The format of the status is defined by its API struct: https://github.com/openmcp-project/openmcp-operator/blob/main/api/provider/v1alpha1/serviceprovider_types.go#L34

The field is currently named resources, but we could rename it to something else, I just had to pick a name so that I could implement the MCP controller logic.

In theory, each service provider should anyhow check for MCP existence, because it should not do anything if a service resource is created without a corresponding MCP. Or if the MCP is in deletion, for example. If the service provider does that, also ensuring the finalizer is not much additional effort.
You are right though, we could do it without the finalizer. The MCP controller could check for all service resources, even without having the finalizer.

[reshnm]

The format of the status is defined by its API struct: https://github.com/openmcp-project/openmcp-operator/blob/main/api/provider/v1alpha1/serviceprovider_types.go#L34

The field is currently named resources, but we could rename it to something else, I just had to pick a name so that I could implement the MCP controller logic.

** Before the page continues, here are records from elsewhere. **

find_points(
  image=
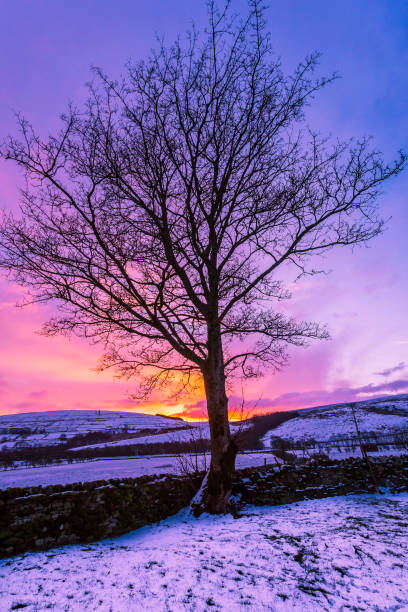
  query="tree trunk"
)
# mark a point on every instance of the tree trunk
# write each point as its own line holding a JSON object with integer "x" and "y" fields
{"x": 216, "y": 489}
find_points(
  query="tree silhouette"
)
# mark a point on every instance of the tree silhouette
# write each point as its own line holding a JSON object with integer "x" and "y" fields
{"x": 158, "y": 217}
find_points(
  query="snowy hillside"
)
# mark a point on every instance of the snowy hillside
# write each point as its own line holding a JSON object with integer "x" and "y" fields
{"x": 55, "y": 427}
{"x": 338, "y": 554}
{"x": 328, "y": 423}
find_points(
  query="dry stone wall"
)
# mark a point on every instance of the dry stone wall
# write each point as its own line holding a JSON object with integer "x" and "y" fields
{"x": 37, "y": 518}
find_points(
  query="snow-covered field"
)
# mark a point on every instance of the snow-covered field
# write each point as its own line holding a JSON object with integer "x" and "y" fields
{"x": 195, "y": 432}
{"x": 104, "y": 469}
{"x": 382, "y": 416}
{"x": 333, "y": 554}
{"x": 55, "y": 426}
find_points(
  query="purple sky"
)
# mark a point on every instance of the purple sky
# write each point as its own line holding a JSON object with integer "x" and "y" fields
{"x": 46, "y": 49}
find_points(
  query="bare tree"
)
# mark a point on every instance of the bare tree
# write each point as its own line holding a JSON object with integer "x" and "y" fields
{"x": 160, "y": 214}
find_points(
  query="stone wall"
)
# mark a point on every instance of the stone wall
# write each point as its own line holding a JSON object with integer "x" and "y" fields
{"x": 37, "y": 518}
{"x": 323, "y": 478}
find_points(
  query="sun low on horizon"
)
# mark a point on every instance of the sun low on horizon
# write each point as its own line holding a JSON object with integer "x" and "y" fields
{"x": 361, "y": 297}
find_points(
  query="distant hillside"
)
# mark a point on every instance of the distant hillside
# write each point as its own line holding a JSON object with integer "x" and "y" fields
{"x": 35, "y": 429}
{"x": 385, "y": 415}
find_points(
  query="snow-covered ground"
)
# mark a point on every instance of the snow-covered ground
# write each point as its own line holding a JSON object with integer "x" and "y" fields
{"x": 195, "y": 432}
{"x": 335, "y": 554}
{"x": 329, "y": 422}
{"x": 104, "y": 469}
{"x": 53, "y": 427}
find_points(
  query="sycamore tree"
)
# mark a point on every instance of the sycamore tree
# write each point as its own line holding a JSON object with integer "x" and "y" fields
{"x": 159, "y": 216}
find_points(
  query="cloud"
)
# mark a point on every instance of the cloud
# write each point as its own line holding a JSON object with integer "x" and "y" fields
{"x": 298, "y": 399}
{"x": 37, "y": 394}
{"x": 401, "y": 366}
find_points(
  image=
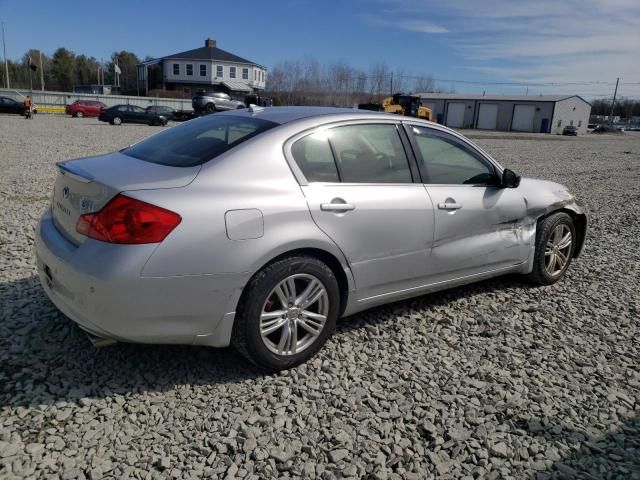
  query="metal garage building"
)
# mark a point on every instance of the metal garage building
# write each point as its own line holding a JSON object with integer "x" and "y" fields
{"x": 518, "y": 113}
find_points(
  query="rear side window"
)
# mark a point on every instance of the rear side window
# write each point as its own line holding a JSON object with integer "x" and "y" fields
{"x": 370, "y": 154}
{"x": 446, "y": 161}
{"x": 198, "y": 141}
{"x": 313, "y": 155}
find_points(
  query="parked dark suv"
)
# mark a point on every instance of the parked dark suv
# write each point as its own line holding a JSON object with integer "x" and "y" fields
{"x": 215, "y": 102}
{"x": 131, "y": 114}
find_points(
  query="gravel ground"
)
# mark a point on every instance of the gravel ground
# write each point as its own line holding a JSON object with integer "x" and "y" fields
{"x": 494, "y": 380}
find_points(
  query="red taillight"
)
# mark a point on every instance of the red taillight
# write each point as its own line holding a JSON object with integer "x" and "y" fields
{"x": 127, "y": 220}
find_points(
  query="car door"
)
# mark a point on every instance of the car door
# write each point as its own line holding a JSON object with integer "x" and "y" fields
{"x": 363, "y": 192}
{"x": 479, "y": 226}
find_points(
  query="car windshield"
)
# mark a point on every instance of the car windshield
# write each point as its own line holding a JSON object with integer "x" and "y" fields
{"x": 198, "y": 141}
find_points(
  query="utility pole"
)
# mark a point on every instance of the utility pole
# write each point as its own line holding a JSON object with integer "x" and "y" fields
{"x": 6, "y": 63}
{"x": 615, "y": 92}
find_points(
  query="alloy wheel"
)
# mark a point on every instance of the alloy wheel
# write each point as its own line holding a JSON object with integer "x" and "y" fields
{"x": 557, "y": 250}
{"x": 294, "y": 314}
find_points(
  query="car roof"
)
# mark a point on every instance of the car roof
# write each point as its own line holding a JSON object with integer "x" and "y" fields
{"x": 282, "y": 115}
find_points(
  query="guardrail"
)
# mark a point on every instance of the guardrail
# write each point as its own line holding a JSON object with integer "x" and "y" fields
{"x": 54, "y": 101}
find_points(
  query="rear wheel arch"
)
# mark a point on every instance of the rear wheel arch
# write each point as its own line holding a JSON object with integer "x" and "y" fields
{"x": 324, "y": 256}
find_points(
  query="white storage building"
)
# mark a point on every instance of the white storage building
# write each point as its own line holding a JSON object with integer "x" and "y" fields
{"x": 518, "y": 113}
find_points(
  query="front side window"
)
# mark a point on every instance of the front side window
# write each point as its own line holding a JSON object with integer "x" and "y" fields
{"x": 194, "y": 143}
{"x": 446, "y": 161}
{"x": 370, "y": 154}
{"x": 313, "y": 155}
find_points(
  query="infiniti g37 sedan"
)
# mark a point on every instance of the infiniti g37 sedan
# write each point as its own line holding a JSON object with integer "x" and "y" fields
{"x": 261, "y": 227}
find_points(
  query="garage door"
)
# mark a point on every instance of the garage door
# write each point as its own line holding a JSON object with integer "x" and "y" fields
{"x": 523, "y": 118}
{"x": 455, "y": 115}
{"x": 488, "y": 116}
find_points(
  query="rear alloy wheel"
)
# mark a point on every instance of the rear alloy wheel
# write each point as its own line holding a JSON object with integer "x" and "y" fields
{"x": 287, "y": 313}
{"x": 555, "y": 244}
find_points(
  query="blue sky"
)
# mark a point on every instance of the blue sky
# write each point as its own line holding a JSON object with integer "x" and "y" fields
{"x": 534, "y": 42}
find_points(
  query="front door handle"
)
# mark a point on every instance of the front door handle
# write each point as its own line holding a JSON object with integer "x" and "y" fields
{"x": 337, "y": 207}
{"x": 449, "y": 206}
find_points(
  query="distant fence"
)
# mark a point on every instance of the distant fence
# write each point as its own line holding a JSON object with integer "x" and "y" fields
{"x": 61, "y": 99}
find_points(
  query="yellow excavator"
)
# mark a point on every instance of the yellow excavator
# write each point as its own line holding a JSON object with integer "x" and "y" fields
{"x": 401, "y": 104}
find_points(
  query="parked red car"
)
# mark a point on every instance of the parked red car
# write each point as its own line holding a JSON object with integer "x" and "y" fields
{"x": 85, "y": 108}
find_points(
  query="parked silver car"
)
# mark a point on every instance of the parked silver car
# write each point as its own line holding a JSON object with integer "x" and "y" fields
{"x": 262, "y": 227}
{"x": 215, "y": 102}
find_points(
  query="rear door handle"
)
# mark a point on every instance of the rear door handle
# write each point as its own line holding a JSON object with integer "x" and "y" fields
{"x": 449, "y": 206}
{"x": 337, "y": 207}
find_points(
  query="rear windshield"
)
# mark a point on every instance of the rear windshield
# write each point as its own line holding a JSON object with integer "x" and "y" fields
{"x": 198, "y": 141}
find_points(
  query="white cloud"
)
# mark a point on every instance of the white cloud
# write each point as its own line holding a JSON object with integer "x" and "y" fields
{"x": 541, "y": 42}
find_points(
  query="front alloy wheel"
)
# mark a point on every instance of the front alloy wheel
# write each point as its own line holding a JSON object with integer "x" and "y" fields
{"x": 558, "y": 249}
{"x": 294, "y": 314}
{"x": 555, "y": 245}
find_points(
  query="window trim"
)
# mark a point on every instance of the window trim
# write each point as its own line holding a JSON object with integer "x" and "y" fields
{"x": 302, "y": 179}
{"x": 458, "y": 140}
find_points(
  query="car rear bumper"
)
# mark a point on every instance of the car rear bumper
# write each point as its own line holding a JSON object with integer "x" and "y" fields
{"x": 100, "y": 287}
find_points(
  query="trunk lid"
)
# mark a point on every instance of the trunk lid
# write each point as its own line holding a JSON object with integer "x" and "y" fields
{"x": 86, "y": 185}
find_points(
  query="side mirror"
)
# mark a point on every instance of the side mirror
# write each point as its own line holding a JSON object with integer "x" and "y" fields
{"x": 510, "y": 179}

That is fine, I didn't know that this is already there. We can keep it like this.

[reshnm]

In theory, each service provider should anyhow check for MCP existence, because it should not do anything if a service resource is created without a corresponding MCP.

We implicitely did that by only creating an access request on the MCP cluster without a cluster request. But maybe we should make this more explicit

[Diaphteiros]

We implicitely did that by only creating an access request on the MCP cluster without a cluster request. But maybe we should make this more explicit

My argument is that not even the AccessRequest should get created if the MCPv2 doesn't exist. Although it is nice that even without this check the service provider is unable to do much.

[Diaphteiros]

I thought about it and it would probably be a good idea to have the mcp operator scan for all service resources, independently from any finalizers. Because this way, we won't end up with orphaned services, even if a service provider 'forgets' to add the finalizer. This would make the finalizer optional.

This requires a code change in the PlatformService MCP too, but it should be easy.